Его тетушка Мария Бекетова когда-то записала в дневнике о боготворимом ею племяннике: "Очень знаменит, обаятелен, избалован, но столь безнадежно мрачен". Причины мрачности она, как и полагается тетушке, ищет в его мелких и крупных неприятностях, то есть в перипетиях жизни. Но, похоже, эту вязкую тяжелую мрачность навевала жизнь сама по себе. Оттого-то и искал утешения в вине, ненадолго дарящем суррогат небытия (не оживлялся, вливая в себя стакан за стаканом, а словно каменел, вспоминают современники). Самое же небытие казалось ему сладкой отрадой.
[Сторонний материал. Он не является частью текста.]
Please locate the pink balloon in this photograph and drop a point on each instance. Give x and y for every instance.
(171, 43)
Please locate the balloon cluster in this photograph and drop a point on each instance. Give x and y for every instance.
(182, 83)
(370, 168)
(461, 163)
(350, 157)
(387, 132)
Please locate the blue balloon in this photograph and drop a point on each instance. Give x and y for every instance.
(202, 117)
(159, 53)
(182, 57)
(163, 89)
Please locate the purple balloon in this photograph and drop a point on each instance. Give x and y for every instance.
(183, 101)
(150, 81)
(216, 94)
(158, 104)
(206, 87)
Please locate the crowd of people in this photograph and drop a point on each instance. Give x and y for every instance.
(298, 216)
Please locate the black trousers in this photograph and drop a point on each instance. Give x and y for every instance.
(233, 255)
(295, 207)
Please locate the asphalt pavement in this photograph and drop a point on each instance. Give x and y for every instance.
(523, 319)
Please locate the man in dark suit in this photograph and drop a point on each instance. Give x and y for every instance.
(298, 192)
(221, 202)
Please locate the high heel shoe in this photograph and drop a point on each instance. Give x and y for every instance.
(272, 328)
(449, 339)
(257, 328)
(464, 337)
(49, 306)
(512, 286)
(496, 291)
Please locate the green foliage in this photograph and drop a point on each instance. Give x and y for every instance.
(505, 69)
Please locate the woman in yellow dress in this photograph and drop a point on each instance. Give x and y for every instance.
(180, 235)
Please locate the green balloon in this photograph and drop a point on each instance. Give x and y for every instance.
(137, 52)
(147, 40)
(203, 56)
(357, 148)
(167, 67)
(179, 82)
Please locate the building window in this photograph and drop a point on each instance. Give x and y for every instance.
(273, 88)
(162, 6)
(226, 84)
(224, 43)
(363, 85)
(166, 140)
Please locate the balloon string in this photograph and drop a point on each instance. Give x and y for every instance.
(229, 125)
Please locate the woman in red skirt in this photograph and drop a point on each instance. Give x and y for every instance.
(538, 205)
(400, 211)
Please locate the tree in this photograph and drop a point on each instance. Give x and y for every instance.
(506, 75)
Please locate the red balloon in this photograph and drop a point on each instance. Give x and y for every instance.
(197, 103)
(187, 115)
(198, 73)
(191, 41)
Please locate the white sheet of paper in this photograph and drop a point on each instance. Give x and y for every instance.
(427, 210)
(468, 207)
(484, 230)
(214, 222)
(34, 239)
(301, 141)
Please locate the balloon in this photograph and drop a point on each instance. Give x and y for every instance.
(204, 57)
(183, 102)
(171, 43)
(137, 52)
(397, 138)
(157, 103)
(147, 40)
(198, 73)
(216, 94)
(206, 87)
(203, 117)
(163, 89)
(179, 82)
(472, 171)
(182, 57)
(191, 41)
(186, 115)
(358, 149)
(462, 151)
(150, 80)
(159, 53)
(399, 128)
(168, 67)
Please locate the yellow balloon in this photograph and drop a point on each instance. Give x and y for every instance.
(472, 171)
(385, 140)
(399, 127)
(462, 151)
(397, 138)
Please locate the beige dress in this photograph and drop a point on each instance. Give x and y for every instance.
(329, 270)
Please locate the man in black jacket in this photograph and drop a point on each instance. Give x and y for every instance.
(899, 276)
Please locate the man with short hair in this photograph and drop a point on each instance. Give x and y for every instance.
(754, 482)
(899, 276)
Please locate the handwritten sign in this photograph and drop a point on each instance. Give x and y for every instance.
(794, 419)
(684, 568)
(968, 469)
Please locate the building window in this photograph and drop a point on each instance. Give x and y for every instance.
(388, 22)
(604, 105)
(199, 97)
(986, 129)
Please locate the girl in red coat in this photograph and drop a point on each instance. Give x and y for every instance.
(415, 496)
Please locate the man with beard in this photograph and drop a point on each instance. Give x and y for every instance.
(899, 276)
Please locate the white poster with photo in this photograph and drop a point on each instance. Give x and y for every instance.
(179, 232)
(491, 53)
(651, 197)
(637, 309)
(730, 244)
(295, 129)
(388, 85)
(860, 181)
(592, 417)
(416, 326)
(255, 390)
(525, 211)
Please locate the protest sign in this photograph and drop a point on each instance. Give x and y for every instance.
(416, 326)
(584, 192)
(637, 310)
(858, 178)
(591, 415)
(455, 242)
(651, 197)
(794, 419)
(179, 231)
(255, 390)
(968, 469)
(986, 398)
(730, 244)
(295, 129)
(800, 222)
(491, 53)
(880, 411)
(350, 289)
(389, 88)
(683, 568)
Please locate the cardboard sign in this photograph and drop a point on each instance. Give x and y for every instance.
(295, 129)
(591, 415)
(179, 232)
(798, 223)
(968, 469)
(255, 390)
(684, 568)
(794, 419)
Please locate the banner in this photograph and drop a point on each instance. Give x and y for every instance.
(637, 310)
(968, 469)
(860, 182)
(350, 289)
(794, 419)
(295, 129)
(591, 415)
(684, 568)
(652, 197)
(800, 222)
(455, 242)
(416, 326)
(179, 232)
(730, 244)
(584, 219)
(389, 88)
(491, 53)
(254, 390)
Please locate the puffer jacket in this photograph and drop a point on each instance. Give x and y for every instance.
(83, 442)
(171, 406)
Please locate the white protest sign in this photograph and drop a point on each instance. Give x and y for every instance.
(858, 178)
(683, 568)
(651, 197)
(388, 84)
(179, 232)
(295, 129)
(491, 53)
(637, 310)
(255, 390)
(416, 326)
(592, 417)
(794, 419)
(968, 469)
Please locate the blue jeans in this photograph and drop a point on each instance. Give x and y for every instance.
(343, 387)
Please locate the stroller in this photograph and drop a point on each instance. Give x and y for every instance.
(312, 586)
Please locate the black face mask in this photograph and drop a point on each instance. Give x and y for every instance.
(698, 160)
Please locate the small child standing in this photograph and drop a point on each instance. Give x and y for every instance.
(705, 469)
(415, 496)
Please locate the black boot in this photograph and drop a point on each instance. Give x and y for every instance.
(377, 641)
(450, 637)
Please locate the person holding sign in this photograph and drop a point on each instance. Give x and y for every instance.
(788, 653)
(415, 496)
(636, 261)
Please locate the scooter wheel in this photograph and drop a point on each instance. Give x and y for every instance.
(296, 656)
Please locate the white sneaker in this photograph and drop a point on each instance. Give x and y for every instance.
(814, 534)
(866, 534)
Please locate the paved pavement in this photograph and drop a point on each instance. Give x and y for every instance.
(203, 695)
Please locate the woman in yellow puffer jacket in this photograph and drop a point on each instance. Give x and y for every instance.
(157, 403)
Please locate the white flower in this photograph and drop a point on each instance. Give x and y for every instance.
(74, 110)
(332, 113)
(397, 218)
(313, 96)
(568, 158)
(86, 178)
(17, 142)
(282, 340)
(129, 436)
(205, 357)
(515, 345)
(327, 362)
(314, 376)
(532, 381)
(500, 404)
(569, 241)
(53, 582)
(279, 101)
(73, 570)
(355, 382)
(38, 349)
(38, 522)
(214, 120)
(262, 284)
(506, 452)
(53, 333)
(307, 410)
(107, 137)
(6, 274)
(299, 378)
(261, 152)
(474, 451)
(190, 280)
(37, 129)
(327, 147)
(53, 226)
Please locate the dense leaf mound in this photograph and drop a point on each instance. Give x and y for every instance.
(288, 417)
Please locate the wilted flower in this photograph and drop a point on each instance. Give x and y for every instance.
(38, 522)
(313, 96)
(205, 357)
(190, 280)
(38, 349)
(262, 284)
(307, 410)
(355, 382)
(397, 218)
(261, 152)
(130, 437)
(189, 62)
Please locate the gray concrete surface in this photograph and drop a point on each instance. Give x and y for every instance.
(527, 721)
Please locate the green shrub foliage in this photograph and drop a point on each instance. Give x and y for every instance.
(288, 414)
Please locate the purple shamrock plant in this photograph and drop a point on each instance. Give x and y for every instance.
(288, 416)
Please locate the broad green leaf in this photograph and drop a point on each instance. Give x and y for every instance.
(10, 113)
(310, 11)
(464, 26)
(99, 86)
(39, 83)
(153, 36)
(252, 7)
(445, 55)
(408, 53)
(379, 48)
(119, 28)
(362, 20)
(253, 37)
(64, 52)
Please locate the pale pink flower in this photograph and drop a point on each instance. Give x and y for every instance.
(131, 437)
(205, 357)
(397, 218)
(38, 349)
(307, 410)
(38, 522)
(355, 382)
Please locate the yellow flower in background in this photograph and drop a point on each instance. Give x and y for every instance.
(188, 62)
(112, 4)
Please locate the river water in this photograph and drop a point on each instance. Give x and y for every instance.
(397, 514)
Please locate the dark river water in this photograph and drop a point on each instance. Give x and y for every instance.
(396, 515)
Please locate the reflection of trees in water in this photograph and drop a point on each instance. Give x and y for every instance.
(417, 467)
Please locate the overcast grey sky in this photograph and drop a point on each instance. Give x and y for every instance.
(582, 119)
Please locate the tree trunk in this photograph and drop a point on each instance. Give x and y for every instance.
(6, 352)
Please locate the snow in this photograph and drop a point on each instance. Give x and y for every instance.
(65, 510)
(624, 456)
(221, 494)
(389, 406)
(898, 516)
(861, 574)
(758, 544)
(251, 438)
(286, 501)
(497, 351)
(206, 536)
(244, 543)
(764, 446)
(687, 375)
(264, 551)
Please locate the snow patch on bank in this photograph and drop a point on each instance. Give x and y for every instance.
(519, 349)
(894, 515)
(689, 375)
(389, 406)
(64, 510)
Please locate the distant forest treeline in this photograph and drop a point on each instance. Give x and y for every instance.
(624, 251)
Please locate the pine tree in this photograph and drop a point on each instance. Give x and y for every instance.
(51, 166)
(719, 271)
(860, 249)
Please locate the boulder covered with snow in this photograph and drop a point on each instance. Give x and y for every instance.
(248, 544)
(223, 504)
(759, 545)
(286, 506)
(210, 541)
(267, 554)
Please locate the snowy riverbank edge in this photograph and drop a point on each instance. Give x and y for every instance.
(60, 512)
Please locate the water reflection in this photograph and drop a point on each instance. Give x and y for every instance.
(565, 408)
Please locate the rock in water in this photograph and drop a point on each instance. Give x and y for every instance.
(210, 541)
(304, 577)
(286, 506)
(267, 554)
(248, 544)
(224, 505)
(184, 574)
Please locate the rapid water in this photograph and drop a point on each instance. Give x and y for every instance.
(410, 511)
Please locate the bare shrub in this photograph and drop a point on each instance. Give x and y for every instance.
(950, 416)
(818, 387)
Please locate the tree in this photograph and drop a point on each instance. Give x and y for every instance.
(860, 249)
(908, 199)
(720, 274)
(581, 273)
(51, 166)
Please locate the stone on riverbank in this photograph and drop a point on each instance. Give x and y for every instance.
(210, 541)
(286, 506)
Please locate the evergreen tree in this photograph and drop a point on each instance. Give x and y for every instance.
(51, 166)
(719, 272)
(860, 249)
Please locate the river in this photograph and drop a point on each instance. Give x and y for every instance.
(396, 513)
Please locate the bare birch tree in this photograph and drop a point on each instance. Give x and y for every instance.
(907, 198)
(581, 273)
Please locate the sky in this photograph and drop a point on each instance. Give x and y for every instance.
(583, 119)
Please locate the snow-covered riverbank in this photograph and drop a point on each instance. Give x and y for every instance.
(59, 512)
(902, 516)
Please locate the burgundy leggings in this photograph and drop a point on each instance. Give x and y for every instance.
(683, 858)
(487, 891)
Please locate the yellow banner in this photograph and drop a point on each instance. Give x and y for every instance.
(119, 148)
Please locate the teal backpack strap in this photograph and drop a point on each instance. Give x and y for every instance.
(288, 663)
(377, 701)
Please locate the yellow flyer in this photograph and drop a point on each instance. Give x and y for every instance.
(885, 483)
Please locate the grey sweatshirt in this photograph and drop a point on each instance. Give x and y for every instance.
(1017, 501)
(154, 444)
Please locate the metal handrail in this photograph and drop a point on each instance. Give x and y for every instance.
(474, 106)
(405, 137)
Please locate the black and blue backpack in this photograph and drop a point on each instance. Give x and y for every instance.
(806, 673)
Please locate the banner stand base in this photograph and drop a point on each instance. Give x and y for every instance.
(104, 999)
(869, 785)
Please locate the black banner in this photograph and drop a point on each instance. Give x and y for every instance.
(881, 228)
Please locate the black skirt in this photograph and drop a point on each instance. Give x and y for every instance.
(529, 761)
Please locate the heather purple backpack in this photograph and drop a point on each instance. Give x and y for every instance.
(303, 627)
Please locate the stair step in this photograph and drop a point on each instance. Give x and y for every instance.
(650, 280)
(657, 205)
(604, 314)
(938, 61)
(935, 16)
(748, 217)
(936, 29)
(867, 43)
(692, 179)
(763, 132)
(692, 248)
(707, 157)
Он, умеющий видеть себя со стороны, писал, к себе в первую очередь и обращаясь: "Когда ты смотришь в угол темный и смерти ждешь из темноты".

Да, он ее ждал - ждал долго, терпеливо, томительно ("Смерть не возможна без томленья..."), и вот свершилось: "Я, наконец, смертельно болен".

Наконец! Это вырвалось как вздох усталости, но одновременно как вздох надежды и облегчения. "Как тяжко мертвецу среди людей живым и страстным притворяться!" Теперь этому, кажется, придет конец: больше среди живых ему, судя по всему, обретаться не придется.